Vittima senza cintura di sicurezza e velocità elevata, pena ridotta all’imputato per il tamponamento mortale


La tragedia si è consumata lungo la strada statale 75 “Centrale Umbra”, nei pressi dell’uscita per Ospedalicchio, in direzione Foligno. Un imponente tamponamento a catena, che ha coinvolto sette veicoli, è costato la vita a un uomo di 69 anni e ha provocato il ferimento grave di una giovane, trasportata d’urgenza in ospedale in codice rosso. La carreggiata è stata temporaneamente chiusa per consentire i rilievi della Polizia Stradale e la rimozione dei mezzi incidentati, con il traffico deviato sulla viabilità secondaria.

A distanza di tempo, il dramma si è consumato anche in aula. La Corte d’Appello, in parziale riforma della sentenza numero 310 emessa dal Tribunale di Perugia il 22 maggio 2024, ha confermato la penale responsabilità dell’imputato per il reato di omicidio stradale (art. 589-bis c.p.), ma gli ha riconosciuto le attenuanti.

Secondo quanto ricostruito in sede giudiziale, la dinamica è stata caratterizzata da un doppio tamponamento. Il primo urto, attribuito esclusivamente alla condotta della vittima, aveva portato all’arresto di un veicolo in posizione anteriore. Un evento che, secondo i giudici d’appello, era assolutamente prevedibile. Le condizioni di circolazione descritte nei verbali – traffico congestionato, numerosi veicoli che andavano ad “imbottigliarsi” in un tratto di strada e scarsa visibilità – imponevano ai conducenti, a norma dell’articolo 149 del Codice della Strada, di mantenere una velocità tale da garantire la possibilità di arrestarsi in sicurezza per evitare collisioni . La Corte ha quindi escluso che il primo tamponamento, pur causato dalla vittima, rappresentasse una circostanza imprevedibile capace di interrompere il nesso causale e scagionare l’imputato dal secondo, fatale scontro.

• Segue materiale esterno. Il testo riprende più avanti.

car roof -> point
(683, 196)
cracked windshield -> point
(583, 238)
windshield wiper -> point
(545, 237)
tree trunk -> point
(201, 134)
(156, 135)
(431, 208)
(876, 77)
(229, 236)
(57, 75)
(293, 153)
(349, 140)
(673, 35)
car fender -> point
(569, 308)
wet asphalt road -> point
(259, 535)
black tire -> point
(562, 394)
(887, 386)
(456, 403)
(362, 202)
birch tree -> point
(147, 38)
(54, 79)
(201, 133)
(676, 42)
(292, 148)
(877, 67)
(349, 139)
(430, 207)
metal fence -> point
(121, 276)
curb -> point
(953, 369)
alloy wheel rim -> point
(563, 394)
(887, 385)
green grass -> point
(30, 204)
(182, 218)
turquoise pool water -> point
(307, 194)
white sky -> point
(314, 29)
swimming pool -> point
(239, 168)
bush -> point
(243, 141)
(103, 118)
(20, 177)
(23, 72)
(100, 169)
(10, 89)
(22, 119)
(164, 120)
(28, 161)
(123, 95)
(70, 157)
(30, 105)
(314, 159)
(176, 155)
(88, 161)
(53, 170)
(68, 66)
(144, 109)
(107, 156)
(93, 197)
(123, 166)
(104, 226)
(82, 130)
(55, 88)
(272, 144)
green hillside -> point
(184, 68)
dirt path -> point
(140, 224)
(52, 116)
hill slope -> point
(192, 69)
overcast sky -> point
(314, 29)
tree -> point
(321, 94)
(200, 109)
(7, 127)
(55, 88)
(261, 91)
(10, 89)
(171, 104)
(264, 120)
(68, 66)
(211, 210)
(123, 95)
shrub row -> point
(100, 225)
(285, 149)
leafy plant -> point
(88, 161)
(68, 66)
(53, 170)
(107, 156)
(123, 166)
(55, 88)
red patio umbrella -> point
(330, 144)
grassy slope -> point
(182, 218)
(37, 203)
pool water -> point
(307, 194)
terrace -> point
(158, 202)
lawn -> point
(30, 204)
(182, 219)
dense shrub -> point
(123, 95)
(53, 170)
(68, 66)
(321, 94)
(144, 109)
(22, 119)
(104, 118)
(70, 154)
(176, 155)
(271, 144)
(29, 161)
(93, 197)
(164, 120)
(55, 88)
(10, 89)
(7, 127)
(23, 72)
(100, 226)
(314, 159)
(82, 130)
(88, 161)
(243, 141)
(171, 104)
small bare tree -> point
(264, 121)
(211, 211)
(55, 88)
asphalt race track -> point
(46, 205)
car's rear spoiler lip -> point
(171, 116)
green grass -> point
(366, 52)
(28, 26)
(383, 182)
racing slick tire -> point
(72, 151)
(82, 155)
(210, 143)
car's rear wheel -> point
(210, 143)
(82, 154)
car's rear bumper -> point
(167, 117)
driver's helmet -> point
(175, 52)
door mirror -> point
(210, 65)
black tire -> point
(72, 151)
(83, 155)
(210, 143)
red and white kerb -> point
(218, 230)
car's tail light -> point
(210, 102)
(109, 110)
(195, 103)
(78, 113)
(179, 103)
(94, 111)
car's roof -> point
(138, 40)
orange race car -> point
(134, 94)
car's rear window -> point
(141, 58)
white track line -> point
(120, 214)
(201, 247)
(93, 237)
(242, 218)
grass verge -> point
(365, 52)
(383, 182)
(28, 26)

La sentenza, però, ha accolto parzialmente le ragioni della difesa. All’imputato è stata concessa l’attenuante di cui all’articolo 62, numero 6, del codice penale. Un riconoscimento dovuto al fatto che l’uomo, in qualità di proprietario del mezzo, era parte attiva del contratto RCA, in regola con i pagamenti e non aveva posto in essere condotte per ostacolare il risarcimento del danno. La Corte ha richiamato un principio consolidato della Suprema Corte, secondo cui il risarcimento è riferibile all’imputato anche se materialmente erogato dalla compagnia assicurativa, purché lo stesso ne sia a conoscenza e lo abbia fatto proprio.

Inoltre, è stato confermato il riconoscimento dell’attenuante di cui all’articolo 589-bis, comma 7, già concessa in primo grado. Il Giudice aveva tenuto in considerazione le argomentazioni difensive, ravvisando elementi di colpa concorrente anche nella condotta di guida della persona offesa. In particolare, la velocità dell’uomo deceduto era anch’essa giudicata inadeguata alle condizioni di tempo e di traffico, contribuendo a indurre l’imputato a non moderare la propria andatura. Dai rilievi era emerso, inoltre, che verosimilmente la vittima non indossava la cintura di sicurezza.

A corroborare la sentenza, la relazione del consulente tecnico medico-legale, che ha confermato con certezza il legame causale tra le lesioni riportate dalla vittima nello schianto e il decesso, avvenuto circa due settimane dopo il sinistro.